In de Europese landen waren specerijen altijd al vreselijk duur, omdat ze van zo ver kwamen en zo vaak van hand tot hand waren overgedaan. De hoge prijs en de mysterieuze sfeer gaven de producten nog extra allure, vergelijkbaar met die van bijvoorbeeld goud. De adel en hogere burgerij hadden geld te spenderen en wilden luxe en zeldzame producten. Specerijen waren dus niet aantrekkelijk omdat ze nodig waren, maar juist omdat ze niet nodig waren. Ze werden echte statusproducten met een aureool van glamour, avontuur, en winstgevendheid. Hierdoor werden ze nog kostbaarder. Een ware specerijenrace ontstond: Portugese, Engelse en Nederlandse avonturiers gingen naarstig op zoek ging naar die mysterieuze specerijeneilanden. Deze Spice Race wordt wel vergeleken met op de Space Race naar de maan. John Keay zegt in zijn mooie boek The Spice Routes:
“Like the moon, which was visible but could not at first be reached, the spice islands had reached the western Europeans’ mind before they were accessible.”
De eerste multinational
Maar ze bestonden. Aan het begin van de zestiende eeuw, en millennia daarvoor kwam elke kruidnagel en elke muskaatnoot van de wereld van twee piepkleine archipels, niet meer dan groepjes uitstulpingen in de oceaan. De eilandjes maken tegenwoordig deel uit van de Indonesische provincie Malaku: de Molukken. Het opsporen van deze specifieke plekken tussen de ongeveer 25.000 eilanden van de enorme Indische archipel, was zoeken naar een naald in een hooiberg. Maar toen ze eenmaal gevonden waren, was er geen houden meer aan. De in 1602 opgerichte Verenigde Oost-Indische Compagnie zette een ambitieus plan in werking om een volledige monopolie te krijgen op de kostbare kruidnagels en muskaatnoten. Onder deze zeer professionele organisatie werden de logistieke problemen aangepakt waaronder de specerijenhandel eerder gebukt ging. De VOC groeide uit tot de eerste moderne multinational, compleet met aandeelhouders, boekhouding, raden van bestuur en een eigen leger.

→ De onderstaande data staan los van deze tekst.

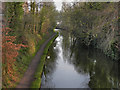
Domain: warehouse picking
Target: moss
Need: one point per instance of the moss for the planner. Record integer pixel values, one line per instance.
(37, 82)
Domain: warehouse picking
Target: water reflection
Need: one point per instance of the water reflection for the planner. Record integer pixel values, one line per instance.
(71, 65)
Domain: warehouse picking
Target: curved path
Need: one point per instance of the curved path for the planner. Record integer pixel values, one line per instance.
(28, 77)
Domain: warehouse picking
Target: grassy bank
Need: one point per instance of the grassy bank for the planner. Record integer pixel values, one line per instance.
(24, 58)
(37, 82)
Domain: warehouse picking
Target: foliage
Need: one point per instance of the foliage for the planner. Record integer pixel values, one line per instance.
(94, 24)
(9, 53)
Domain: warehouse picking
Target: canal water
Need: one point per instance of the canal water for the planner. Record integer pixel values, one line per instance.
(70, 65)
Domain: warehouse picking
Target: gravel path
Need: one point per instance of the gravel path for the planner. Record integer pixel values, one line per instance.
(28, 77)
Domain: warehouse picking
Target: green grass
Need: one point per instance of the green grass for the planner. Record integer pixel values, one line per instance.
(37, 82)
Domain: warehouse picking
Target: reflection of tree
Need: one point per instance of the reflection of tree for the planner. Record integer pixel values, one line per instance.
(103, 72)
(50, 64)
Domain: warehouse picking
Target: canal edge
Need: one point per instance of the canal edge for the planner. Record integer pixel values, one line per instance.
(38, 74)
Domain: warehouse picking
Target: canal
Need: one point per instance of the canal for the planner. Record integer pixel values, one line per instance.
(70, 65)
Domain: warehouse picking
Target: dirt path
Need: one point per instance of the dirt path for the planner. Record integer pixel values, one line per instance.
(28, 77)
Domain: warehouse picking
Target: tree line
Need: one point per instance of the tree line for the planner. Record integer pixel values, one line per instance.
(25, 26)
(94, 24)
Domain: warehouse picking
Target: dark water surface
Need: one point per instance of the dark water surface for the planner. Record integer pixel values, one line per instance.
(74, 66)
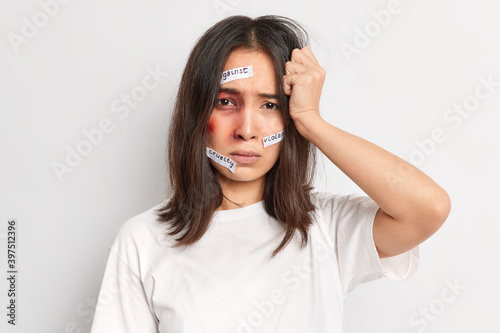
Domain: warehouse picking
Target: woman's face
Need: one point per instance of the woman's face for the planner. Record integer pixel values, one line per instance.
(245, 113)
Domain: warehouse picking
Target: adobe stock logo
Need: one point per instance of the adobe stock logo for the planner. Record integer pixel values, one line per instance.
(430, 313)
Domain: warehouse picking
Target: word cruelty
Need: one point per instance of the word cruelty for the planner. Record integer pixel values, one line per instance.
(221, 159)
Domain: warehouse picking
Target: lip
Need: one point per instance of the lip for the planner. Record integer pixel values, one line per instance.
(245, 156)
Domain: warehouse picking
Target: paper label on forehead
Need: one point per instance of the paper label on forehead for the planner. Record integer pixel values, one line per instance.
(272, 139)
(221, 159)
(236, 73)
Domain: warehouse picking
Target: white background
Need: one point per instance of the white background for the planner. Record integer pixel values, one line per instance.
(66, 77)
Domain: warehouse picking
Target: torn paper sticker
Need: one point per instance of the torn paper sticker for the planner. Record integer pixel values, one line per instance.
(272, 139)
(221, 159)
(236, 73)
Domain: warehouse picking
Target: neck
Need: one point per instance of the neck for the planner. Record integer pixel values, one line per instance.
(241, 194)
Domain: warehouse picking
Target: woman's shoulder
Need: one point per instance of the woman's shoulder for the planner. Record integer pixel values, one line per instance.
(332, 206)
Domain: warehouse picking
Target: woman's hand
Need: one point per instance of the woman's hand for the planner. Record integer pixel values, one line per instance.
(303, 82)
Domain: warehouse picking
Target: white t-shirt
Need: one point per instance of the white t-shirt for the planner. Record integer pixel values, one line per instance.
(227, 281)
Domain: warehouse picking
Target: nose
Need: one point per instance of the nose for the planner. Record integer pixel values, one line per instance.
(247, 125)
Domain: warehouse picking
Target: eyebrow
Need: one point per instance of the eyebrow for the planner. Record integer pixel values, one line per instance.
(236, 91)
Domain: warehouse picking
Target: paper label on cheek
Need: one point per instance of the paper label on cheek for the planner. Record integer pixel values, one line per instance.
(221, 159)
(236, 73)
(272, 139)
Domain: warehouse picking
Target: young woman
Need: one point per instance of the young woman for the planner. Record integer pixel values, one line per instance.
(242, 244)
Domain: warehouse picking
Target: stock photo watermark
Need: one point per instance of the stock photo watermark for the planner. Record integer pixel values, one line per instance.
(422, 318)
(11, 270)
(94, 137)
(30, 27)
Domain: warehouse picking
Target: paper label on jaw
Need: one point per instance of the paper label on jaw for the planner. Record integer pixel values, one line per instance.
(221, 159)
(236, 73)
(272, 139)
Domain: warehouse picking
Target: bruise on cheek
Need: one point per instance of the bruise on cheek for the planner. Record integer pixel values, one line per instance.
(212, 125)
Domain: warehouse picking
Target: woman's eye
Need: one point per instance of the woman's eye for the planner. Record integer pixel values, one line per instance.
(271, 106)
(225, 102)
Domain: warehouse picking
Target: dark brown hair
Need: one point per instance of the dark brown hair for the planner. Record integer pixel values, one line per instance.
(196, 192)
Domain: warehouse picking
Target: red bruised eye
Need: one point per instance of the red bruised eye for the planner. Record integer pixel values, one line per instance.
(225, 103)
(271, 106)
(211, 126)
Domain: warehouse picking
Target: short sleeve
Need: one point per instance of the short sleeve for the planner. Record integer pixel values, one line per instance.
(350, 222)
(122, 305)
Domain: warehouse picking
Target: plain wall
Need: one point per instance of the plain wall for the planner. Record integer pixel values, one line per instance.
(398, 86)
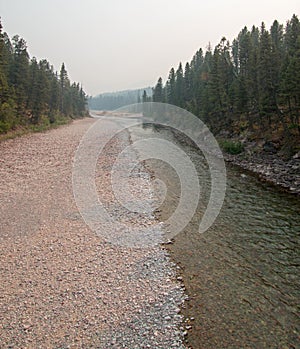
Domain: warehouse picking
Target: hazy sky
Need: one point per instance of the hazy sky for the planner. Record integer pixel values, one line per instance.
(110, 45)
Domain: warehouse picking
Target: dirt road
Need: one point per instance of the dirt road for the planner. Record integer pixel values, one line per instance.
(61, 285)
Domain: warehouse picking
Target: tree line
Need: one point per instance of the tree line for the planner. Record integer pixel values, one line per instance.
(252, 82)
(31, 91)
(115, 100)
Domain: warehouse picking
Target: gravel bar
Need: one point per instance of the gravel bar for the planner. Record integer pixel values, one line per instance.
(62, 285)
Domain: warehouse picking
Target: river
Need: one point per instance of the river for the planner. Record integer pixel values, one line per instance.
(242, 275)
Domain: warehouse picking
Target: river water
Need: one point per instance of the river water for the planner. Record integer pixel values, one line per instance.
(242, 275)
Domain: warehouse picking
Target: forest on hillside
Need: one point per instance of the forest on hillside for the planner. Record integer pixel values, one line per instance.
(115, 100)
(31, 91)
(248, 88)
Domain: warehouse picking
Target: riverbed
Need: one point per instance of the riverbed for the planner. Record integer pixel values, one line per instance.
(242, 275)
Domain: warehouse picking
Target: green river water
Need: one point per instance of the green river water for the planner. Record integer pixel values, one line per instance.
(242, 275)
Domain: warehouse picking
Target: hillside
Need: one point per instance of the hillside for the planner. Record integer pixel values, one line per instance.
(115, 100)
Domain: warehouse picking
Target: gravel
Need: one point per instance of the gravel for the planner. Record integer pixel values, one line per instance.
(62, 285)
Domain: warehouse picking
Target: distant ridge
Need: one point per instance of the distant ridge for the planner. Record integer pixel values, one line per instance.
(118, 99)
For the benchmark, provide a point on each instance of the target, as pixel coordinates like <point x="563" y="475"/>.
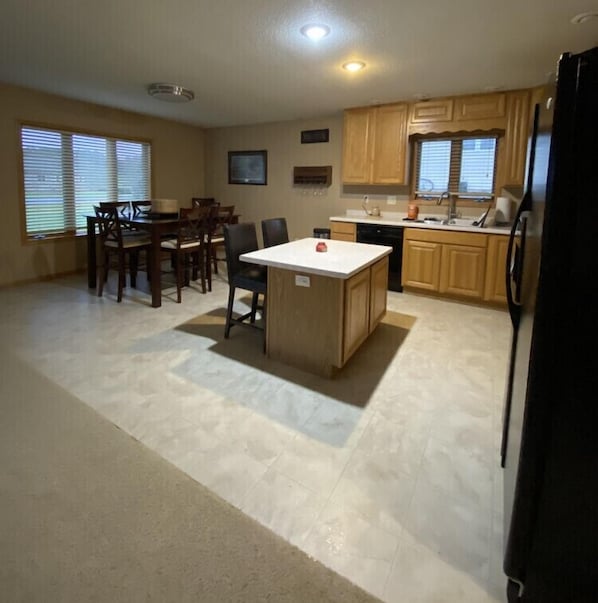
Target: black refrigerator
<point x="550" y="430"/>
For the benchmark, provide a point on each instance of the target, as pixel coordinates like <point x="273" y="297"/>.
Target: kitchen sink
<point x="460" y="222"/>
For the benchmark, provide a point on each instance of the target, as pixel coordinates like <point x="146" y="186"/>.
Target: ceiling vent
<point x="172" y="93"/>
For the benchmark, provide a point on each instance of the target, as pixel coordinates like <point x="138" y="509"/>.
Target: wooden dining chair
<point x="190" y="243"/>
<point x="116" y="245"/>
<point x="274" y="231"/>
<point x="222" y="215"/>
<point x="140" y="206"/>
<point x="203" y="201"/>
<point x="239" y="239"/>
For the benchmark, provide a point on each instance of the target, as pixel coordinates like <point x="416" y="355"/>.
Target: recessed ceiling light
<point x="583" y="17"/>
<point x="172" y="93"/>
<point x="354" y="66"/>
<point x="315" y="31"/>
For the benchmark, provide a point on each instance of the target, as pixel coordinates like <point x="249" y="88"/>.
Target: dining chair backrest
<point x="109" y="225"/>
<point x="225" y="214"/>
<point x="238" y="239"/>
<point x="274" y="231"/>
<point x="121" y="206"/>
<point x="203" y="201"/>
<point x="139" y="205"/>
<point x="194" y="226"/>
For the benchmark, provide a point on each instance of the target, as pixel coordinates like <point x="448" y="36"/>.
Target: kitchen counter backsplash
<point x="389" y="218"/>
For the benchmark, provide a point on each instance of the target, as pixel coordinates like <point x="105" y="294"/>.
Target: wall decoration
<point x="248" y="167"/>
<point x="309" y="136"/>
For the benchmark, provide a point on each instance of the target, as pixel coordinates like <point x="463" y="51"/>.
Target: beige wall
<point x="280" y="198"/>
<point x="178" y="171"/>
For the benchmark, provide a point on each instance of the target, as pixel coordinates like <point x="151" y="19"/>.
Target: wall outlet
<point x="301" y="280"/>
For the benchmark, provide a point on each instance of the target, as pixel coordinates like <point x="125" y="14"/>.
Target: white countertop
<point x="397" y="219"/>
<point x="342" y="260"/>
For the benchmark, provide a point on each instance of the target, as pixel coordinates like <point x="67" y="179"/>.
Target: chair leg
<point x="229" y="311"/>
<point x="254" y="300"/>
<point x="208" y="266"/>
<point x="133" y="264"/>
<point x="215" y="259"/>
<point x="202" y="269"/>
<point x="264" y="321"/>
<point x="121" y="277"/>
<point x="180" y="268"/>
<point x="101" y="278"/>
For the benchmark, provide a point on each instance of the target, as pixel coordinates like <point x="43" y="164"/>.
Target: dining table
<point x="156" y="225"/>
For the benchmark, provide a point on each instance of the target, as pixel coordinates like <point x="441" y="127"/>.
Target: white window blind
<point x="462" y="165"/>
<point x="66" y="173"/>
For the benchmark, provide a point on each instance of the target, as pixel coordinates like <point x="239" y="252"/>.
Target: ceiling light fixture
<point x="315" y="31"/>
<point x="172" y="93"/>
<point x="354" y="66"/>
<point x="583" y="17"/>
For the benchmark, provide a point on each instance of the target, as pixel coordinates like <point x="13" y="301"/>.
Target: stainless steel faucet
<point x="442" y="196"/>
<point x="451" y="212"/>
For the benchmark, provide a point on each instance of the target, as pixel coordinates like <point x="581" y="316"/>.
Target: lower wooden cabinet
<point x="378" y="292"/>
<point x="456" y="264"/>
<point x="495" y="289"/>
<point x="317" y="328"/>
<point x="365" y="305"/>
<point x="356" y="326"/>
<point x="462" y="269"/>
<point x="343" y="231"/>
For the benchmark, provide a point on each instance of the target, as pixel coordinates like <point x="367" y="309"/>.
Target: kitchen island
<point x="321" y="306"/>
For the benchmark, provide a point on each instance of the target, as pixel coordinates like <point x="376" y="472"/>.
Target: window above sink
<point x="463" y="165"/>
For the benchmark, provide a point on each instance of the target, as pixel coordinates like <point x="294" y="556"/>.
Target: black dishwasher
<point x="386" y="235"/>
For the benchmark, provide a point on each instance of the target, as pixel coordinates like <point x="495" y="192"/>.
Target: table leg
<point x="156" y="285"/>
<point x="91" y="252"/>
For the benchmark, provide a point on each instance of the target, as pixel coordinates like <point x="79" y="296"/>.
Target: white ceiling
<point x="248" y="63"/>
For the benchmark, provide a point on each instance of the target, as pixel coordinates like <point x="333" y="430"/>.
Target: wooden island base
<point x="317" y="328"/>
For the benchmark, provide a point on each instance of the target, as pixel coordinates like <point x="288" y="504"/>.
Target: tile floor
<point x="401" y="494"/>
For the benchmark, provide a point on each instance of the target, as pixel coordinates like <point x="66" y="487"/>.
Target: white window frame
<point x="454" y="168"/>
<point x="67" y="219"/>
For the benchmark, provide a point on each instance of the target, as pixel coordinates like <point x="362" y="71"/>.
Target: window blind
<point x="66" y="173"/>
<point x="464" y="165"/>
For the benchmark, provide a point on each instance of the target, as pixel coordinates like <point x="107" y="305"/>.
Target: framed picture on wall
<point x="248" y="167"/>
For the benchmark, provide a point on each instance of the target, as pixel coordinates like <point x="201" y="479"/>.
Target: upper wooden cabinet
<point x="375" y="145"/>
<point x="480" y="106"/>
<point x="431" y="111"/>
<point x="343" y="231"/>
<point x="516" y="136"/>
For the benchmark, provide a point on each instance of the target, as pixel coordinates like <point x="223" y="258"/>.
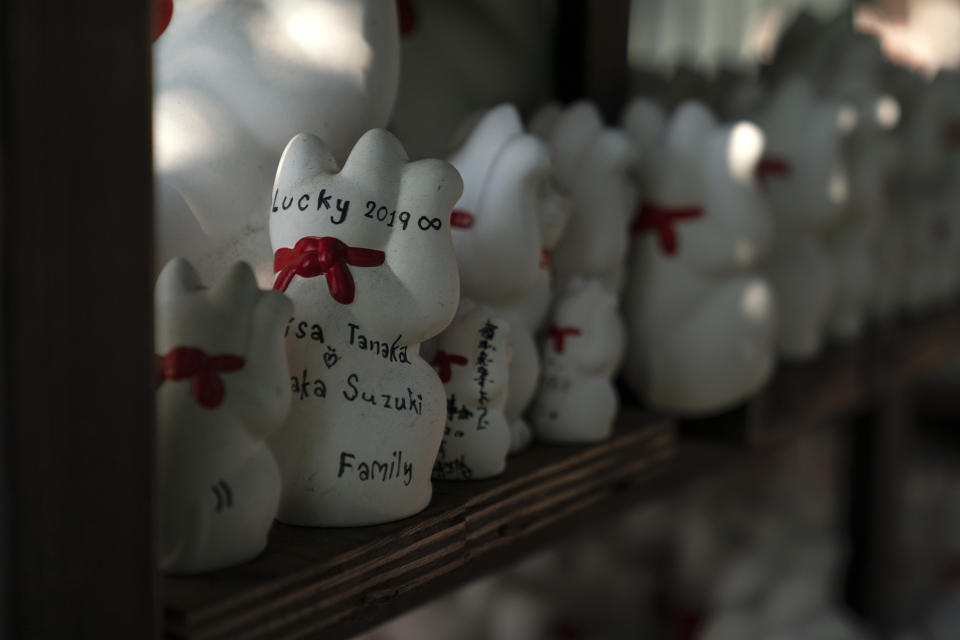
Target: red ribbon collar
<point x="203" y="370"/>
<point x="313" y="256"/>
<point x="559" y="336"/>
<point x="461" y="219"/>
<point x="442" y="362"/>
<point x="661" y="219"/>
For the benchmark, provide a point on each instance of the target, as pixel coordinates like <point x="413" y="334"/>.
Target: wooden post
<point x="76" y="432"/>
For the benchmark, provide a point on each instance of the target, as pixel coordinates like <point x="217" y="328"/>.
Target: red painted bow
<point x="203" y="370"/>
<point x="775" y="166"/>
<point x="559" y="336"/>
<point x="659" y="218"/>
<point x="312" y="257"/>
<point x="461" y="218"/>
<point x="442" y="362"/>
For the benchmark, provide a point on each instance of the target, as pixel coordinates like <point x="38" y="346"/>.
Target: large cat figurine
<point x="700" y="318"/>
<point x="366" y="255"/>
<point x="234" y="81"/>
<point x="223" y="389"/>
<point x="596" y="166"/>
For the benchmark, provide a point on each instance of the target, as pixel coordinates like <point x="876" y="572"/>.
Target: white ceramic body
<point x="219" y="485"/>
<point x="700" y="318"/>
<point x="475" y="352"/>
<point x="596" y="166"/>
<point x="807" y="132"/>
<point x="234" y="81"/>
<point x="507" y="193"/>
<point x="368" y="412"/>
<point x="576" y="401"/>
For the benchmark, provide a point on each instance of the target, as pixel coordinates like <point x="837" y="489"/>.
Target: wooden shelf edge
<point x="340" y="581"/>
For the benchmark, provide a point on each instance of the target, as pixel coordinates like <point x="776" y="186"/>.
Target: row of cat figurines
<point x="434" y="344"/>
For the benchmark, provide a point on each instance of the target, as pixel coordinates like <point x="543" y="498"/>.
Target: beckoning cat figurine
<point x="576" y="401"/>
<point x="223" y="389"/>
<point x="234" y="81"/>
<point x="366" y="255"/>
<point x="472" y="358"/>
<point x="804" y="175"/>
<point x="596" y="165"/>
<point x="700" y="319"/>
<point x="499" y="225"/>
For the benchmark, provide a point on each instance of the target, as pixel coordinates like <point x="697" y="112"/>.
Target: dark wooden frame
<point x="75" y="266"/>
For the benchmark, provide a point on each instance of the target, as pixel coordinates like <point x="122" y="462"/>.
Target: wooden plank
<point x="75" y="262"/>
<point x="339" y="581"/>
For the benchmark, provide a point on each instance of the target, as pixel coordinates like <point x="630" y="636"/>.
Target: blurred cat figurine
<point x="223" y="389"/>
<point x="576" y="401"/>
<point x="804" y="175"/>
<point x="365" y="253"/>
<point x="234" y="81"/>
<point x="596" y="165"/>
<point x="499" y="227"/>
<point x="700" y="319"/>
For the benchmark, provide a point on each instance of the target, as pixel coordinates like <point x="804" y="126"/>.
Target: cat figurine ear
<point x="367" y="257"/>
<point x="222" y="389"/>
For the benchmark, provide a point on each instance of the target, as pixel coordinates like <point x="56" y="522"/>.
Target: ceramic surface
<point x="804" y="175"/>
<point x="508" y="210"/>
<point x="576" y="401"/>
<point x="366" y="255"/>
<point x="700" y="318"/>
<point x="472" y="357"/>
<point x="222" y="390"/>
<point x="234" y="81"/>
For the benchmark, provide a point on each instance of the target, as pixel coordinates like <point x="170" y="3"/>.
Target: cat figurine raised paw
<point x="366" y="255"/>
<point x="223" y="389"/>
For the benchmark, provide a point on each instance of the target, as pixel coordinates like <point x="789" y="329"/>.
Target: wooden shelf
<point x="337" y="582"/>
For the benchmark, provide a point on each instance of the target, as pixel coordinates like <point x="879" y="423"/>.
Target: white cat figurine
<point x="596" y="165"/>
<point x="700" y="318"/>
<point x="804" y="175"/>
<point x="365" y="253"/>
<point x="234" y="81"/>
<point x="472" y="357"/>
<point x="498" y="239"/>
<point x="576" y="401"/>
<point x="223" y="389"/>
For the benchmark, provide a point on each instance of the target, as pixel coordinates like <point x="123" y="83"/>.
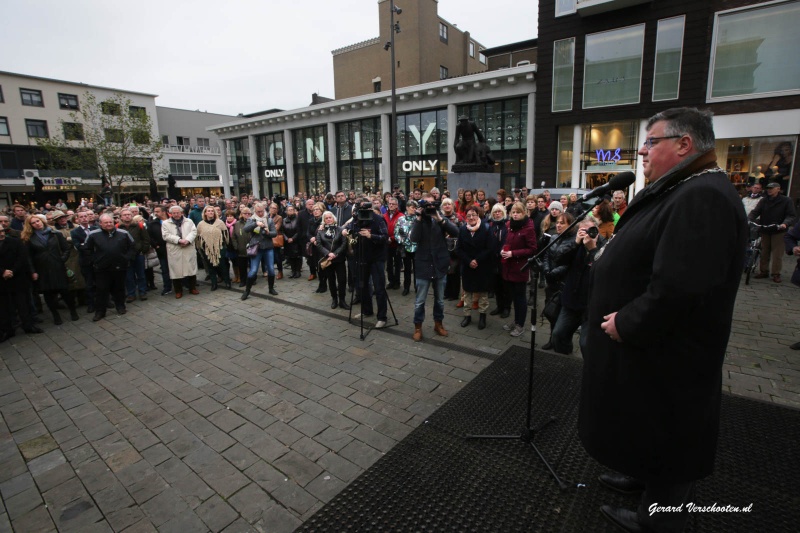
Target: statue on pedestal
<point x="472" y="152"/>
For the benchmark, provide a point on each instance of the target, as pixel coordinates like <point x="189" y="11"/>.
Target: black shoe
<point x="621" y="483"/>
<point x="624" y="519"/>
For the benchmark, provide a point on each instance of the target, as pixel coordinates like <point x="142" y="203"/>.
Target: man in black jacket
<point x="431" y="261"/>
<point x="776" y="209"/>
<point x="111" y="250"/>
<point x="661" y="300"/>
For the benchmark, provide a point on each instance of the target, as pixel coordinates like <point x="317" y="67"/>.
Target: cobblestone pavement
<point x="213" y="414"/>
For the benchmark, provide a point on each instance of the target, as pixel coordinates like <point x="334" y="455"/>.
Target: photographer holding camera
<point x="431" y="261"/>
<point x="370" y="252"/>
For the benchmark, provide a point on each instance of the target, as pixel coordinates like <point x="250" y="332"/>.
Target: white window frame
<point x="680" y="62"/>
<point x="713" y="57"/>
<point x="641" y="66"/>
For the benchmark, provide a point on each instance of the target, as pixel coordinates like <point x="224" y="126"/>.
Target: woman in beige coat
<point x="179" y="233"/>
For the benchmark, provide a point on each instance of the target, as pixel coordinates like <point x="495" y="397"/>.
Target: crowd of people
<point x="470" y="247"/>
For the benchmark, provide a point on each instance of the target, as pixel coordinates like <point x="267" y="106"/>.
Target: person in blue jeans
<point x="261" y="230"/>
<point x="431" y="261"/>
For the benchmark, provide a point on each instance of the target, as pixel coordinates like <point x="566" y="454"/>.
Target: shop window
<point x="613" y="67"/>
<point x="36" y="128"/>
<point x="31" y="97"/>
<point x="669" y="50"/>
<point x="67" y="101"/>
<point x="752" y="50"/>
<point x="73" y="131"/>
<point x="563" y="74"/>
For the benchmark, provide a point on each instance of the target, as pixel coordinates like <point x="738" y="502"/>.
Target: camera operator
<point x="431" y="261"/>
<point x="370" y="251"/>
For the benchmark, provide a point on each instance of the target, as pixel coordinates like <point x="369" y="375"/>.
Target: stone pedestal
<point x="488" y="181"/>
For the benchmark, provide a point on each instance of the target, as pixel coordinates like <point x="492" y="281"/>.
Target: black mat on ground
<point x="435" y="480"/>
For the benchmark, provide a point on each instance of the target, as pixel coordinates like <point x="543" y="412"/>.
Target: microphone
<point x="619" y="182"/>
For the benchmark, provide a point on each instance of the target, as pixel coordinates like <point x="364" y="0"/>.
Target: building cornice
<point x="433" y="91"/>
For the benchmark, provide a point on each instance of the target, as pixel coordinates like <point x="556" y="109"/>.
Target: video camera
<point x="429" y="208"/>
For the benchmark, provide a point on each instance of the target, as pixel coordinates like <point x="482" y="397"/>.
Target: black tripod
<point x="529" y="433"/>
<point x="362" y="290"/>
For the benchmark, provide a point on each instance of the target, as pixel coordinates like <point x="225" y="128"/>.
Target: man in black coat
<point x="431" y="261"/>
<point x="111" y="250"/>
<point x="773" y="209"/>
<point x="659" y="317"/>
<point x="14" y="286"/>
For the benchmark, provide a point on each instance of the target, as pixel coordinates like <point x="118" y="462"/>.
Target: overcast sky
<point x="230" y="57"/>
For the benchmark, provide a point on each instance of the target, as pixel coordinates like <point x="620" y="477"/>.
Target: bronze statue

Vanuit forten op de oostelijke Molukken vertrokken expedities om concurrerende kruidnagelbomen te vernietigen. Muskaatnoten werden direct na de oogst met ongebluste kalk bewerkt, zodat er nooit meer een boom uit zou kunnen groeien. Jan Pieterszoon Coen, de gouverneur-generaal van de compagnie, vatte het beleid richting de oorspronkelijke bewoners van de Molukken samen: “Deugdzaamheid en fatsoen leveren geen winst op, het is zaak de inlanders met scherpe sporen te berijden.” Hij voegde de daad bij het woord en roeide de inwoners van de Zuid-Molukse Banda-eilanden volledig en systematisch uit. Er wordt gesproken van 30.000 doden. Om de prijs kunstmatig hoog te houden, brandden de Nederlanders regelmatig vuren van overtollige specerijen. In het jaar 1735 werd alleen al in Amsterdam 1.250.000 pond nootmuskaat en bijna net zoveel kaneel verbrand, die tot ver buiten de stad geroken kond worden. Nederland beleefde haar Gouden Eeuw: kruidnagels en muskaatnoten brachten bij de verkoop winsten tot wel 2000 procent op.
VOC-kerrie
Ik vond een recept van Albert Kooy, die een mooi boek over de Nieuwe Nederlandse Keuken schreef. Het is eigenlijk een simpele kerriepasta, waar je van alles mee kunt doen: maak er met kippedijen en kokosmelk een curry van, doe een schep door de groenteschotel of aardappelpuree of gehaktballen, je kunt er zelfs dipsaus van maken. Kooy noemt het ‘Specerijen van de VOC’, maar dat is eigenlijk niet correct. Paprika’s en rode pepers komen uit Amerika. Je kunt het in de koelkast een week bewaren.
2 rode paprika’s
een stuk gember ter grootte van een dikke duim
twee teentjes knoflook
een grote ui
een Spaanse peper
1 el kurkuma (geelwortel)
½ el kardemompoeder
½ el kaneelpoeder
½ el komijnpoeder
Stoof de verse ingrediënten gaar in een beetje olie. Bak de droge specerijen even mee. Pureer ze, zeef ze eventueel en proef.